Mattarella: “Sconfiggere le mafie si può”

Il discorso del presidente della Repubblica nel trentaquattresimo anniversario della morte di Pio La Torre e di Rosario Di Salvo

A trentaquattro anni dall’omicidio di Pio La Torre e di Rosario Di Salvo, il presidente della Repubblica Sergio Mattarella ha voluto ricordare le due vittime della mafia in un convegno che si è tenuto al Teatro Biondo di Palermo.

“Sconfiggere le mafie è possibile, oltre a essere una necessità vitale per l’equilibrio e lo sviluppo del Paese”,

ha detto il presidente che in quella stagione di sangue perse il fratello Piersanti Mattarella, all’epoca presidente della regione Sicilia. Ricordano La Torre, Mattarella ha sottolineato come

“le mafie possono essere duramente colpite ogni volta che si realizza una convergenza tra le forze positive della società”. Oltre al lavoro delle istituzioni, della magistratura, delle forze dell’ordine, “è necessario che i cittadini avvertano di essere partecipi e protagonisti dei cambiamenti sociali” e “che il rispetto della legalità si affermi nell’esperienza quotidiana, oltre che nella prassi delle amministrazioni”.
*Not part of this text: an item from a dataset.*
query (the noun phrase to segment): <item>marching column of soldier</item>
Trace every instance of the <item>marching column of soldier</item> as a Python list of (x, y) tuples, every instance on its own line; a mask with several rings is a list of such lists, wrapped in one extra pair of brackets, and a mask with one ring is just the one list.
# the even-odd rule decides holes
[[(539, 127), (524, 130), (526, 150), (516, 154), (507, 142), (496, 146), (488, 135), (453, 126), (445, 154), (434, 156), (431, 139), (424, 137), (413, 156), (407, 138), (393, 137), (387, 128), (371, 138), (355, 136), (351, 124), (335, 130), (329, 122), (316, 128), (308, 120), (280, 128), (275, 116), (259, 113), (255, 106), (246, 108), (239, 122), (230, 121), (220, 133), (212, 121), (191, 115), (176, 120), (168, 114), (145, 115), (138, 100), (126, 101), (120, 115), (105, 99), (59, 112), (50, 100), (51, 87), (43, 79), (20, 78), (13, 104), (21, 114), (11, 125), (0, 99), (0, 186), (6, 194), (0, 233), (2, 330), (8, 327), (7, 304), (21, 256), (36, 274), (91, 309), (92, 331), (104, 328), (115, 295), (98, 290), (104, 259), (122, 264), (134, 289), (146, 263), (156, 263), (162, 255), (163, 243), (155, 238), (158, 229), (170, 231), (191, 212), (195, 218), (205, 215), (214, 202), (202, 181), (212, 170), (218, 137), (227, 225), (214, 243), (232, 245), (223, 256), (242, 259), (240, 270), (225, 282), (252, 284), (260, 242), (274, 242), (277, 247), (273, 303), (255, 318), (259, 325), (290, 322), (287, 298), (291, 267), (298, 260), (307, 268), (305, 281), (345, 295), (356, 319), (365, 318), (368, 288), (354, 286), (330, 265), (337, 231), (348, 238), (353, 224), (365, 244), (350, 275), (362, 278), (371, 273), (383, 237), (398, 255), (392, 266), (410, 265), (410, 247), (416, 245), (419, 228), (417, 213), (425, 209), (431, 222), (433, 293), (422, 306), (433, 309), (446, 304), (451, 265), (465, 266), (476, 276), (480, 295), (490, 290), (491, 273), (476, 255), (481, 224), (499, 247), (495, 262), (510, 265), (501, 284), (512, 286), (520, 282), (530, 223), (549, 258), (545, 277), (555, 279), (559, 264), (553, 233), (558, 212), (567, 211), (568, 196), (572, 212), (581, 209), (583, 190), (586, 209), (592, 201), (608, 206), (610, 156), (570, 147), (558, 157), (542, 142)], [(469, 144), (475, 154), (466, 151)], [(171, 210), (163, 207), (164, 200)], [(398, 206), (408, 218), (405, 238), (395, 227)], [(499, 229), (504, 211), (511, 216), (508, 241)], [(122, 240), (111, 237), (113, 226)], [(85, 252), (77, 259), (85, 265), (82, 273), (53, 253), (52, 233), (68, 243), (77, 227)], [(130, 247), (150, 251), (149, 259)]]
Mattarella ha spiegato che gli “anticorpi delle mafie” ci sono e va consentito loro di svilupparsi e di “fare in modo che operino insieme, in alleanza tra loro”.

Il presidente ha rivolto un pensiero ai giovani:

“Sono il nostro futuro. Tocca anche agli adulti aiutarli a liberare la loro speranza, farla diventare contagiosa e costruire insieme una società libera dalle organizzazioni criminali, dalla loro influenza, dalla corruzione che cercano di alimentare”.